Diese neumodische Liberalität im Umgang mit Gleichgeschlechtlichen und ihre Anerkennung als nützliche Mitglieder der Gesellschaft lassen sich auch vorwärtsweisend interpretieren, von der bloßen Duldung des kürzlich noch fragwürdigen Benehmens hin zum Kompliment an den politischen Dulder und Freiheitsgewährer, wodurch sich ein flächendeckendes Gewaltmonopol als leuchtendes Beispiel für Liberalität und Selbstbestimmung präsentiert.

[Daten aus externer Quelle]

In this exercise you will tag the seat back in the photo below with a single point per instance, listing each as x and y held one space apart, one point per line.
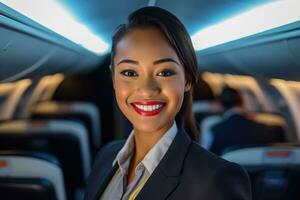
85 112
274 171
31 176
65 140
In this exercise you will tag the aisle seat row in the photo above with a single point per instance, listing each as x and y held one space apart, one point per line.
70 132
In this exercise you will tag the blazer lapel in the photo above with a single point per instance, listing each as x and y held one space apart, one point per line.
104 180
166 176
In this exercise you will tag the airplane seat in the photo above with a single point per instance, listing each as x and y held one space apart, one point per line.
65 140
269 118
274 171
85 112
30 175
206 108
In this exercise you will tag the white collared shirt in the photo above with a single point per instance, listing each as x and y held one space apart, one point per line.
118 189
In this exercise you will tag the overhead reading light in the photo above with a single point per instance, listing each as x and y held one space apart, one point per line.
52 15
259 19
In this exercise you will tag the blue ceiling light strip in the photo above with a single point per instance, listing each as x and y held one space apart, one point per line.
55 17
257 20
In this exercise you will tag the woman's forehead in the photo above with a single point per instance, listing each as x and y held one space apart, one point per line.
145 43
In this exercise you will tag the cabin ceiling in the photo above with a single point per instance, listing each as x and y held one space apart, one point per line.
276 55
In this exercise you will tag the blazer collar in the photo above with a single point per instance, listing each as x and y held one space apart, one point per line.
166 176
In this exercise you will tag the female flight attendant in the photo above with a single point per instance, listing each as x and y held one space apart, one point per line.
154 69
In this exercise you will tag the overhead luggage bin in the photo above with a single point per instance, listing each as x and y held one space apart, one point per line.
37 49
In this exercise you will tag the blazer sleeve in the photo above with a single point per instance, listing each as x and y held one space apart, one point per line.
229 182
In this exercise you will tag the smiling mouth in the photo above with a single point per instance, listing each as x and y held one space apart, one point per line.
149 108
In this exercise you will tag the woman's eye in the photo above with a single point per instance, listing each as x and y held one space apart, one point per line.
129 73
166 73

Diese Interpretation der westlichen Ordnung drängt quasi naturwüchsig auf die Öffnung zusätzlicher Felder: Muss nicht in unserer Spaß- und Freizeitgesellschaft die Anschauung relativ fixer Geschlechterunterschiede – vom Aussehen bis zum Benehmen – als eine der letzten Barrieren echter Selbstverwirklichung gelten? Mann oder Frau – ja warum denn? Diese einengende Alternative gehört reflektiert und problematisiert, z.B. indem sich einer als Frau verkleidet, aber so, dass die Verkleidung garantiert als verkleidet auffällt! So wird im kulturellen Reich der öffentlichen Selbstdarstellung zum soundsovielten Mal mutig ein ‚Tabu‘ gebrochen, das längst keines mehr ist – und an einem aufgetakelten Paradiesvogel die eigene vorurteilslose Weltläufigkeit goutiert.

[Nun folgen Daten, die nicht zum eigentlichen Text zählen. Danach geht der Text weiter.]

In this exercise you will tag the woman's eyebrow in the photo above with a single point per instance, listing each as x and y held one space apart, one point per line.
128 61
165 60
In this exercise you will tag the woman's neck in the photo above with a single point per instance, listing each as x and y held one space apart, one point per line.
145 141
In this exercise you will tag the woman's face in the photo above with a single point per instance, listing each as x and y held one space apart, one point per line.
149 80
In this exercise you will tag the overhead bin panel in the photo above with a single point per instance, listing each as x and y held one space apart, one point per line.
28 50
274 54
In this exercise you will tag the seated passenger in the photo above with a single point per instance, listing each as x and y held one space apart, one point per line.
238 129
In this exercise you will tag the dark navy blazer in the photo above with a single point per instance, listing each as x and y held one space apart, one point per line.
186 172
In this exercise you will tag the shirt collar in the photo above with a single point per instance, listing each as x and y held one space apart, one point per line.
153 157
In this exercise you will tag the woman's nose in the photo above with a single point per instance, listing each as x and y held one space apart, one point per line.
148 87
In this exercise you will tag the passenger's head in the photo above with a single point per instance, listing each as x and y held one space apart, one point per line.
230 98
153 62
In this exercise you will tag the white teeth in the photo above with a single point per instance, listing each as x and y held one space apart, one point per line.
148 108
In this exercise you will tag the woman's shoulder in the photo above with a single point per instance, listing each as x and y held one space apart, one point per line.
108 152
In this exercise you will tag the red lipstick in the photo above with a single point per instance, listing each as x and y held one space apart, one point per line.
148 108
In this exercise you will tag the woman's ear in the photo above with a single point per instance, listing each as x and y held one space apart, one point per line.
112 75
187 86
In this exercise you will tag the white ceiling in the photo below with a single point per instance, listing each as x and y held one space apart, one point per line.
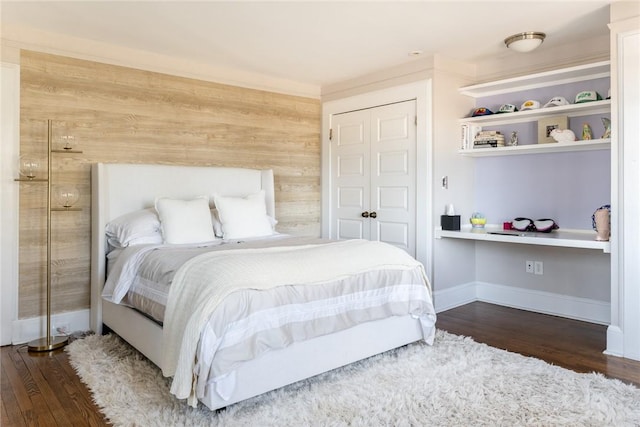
313 42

Das alles hätte womöglich – ohne die künstlerische Leistung zu schmälern – nicht für den Meistertitel in Kopenhagen gereicht, wenn nicht woanders diese kostbaren Varianten der Freiheit mit Füßen getreten würden. In Russland sind seit 2013 „positive Äußerungen über Homosexualität in Anwesenheit von Minderjährigen oder über Medien wie das Internet“ (wikipedia) unter Strafe gestellt, ein Zustand, nur ein klein wenig liberaler als die analoge Rechtslage in Österreich vor 1997: Damals wurde der § 220 StGB mit dem Verbot von „Werbung für Unzucht mit Personen des gleichen Geschlechts“ gestrichen. Mit so einem Verbot – in Feindesland – ist ein Update im ewigen Kampf zwischen Freiheit und Unterdrückung fällig, sobald Russland aus ganz anderen Gründen westliche Interessen stört. Der Witz der Woche: Wegen Putin geraten Schwule zum Symbol der Freiheit. Dort drüben werfen außerdem einige Patrioten die Abteilung „Unterhaltung“ genau so in einen Topf mit dem Ernst des Lebens wie die westliche Öffentlichkeit mit ihrem Faible für die tiefere freiheitliche Bedeutung einer Frau mit Bart auf Europas Sangesbühne. Die besorgten Bürger im Osten können den Verfall ihres Gemeinwesens durch Marktwirtschaft nicht von einem allgemeinen Sittenverfall durch den Import westlicher Freizügigkeit unterscheiden und bestehen kategorisch auf eindeutigen Unterschieden zwischen Frauen und Männern, weil sich sonst jede verbindliche Ordnung auflöst und alles den Bach runterzugehen droht. So wird eine Abstimmung über ein paar Schnulzen zum Votum für unseren westlichen Höchstwert – der verdiente Triumph ist unvermeidlich.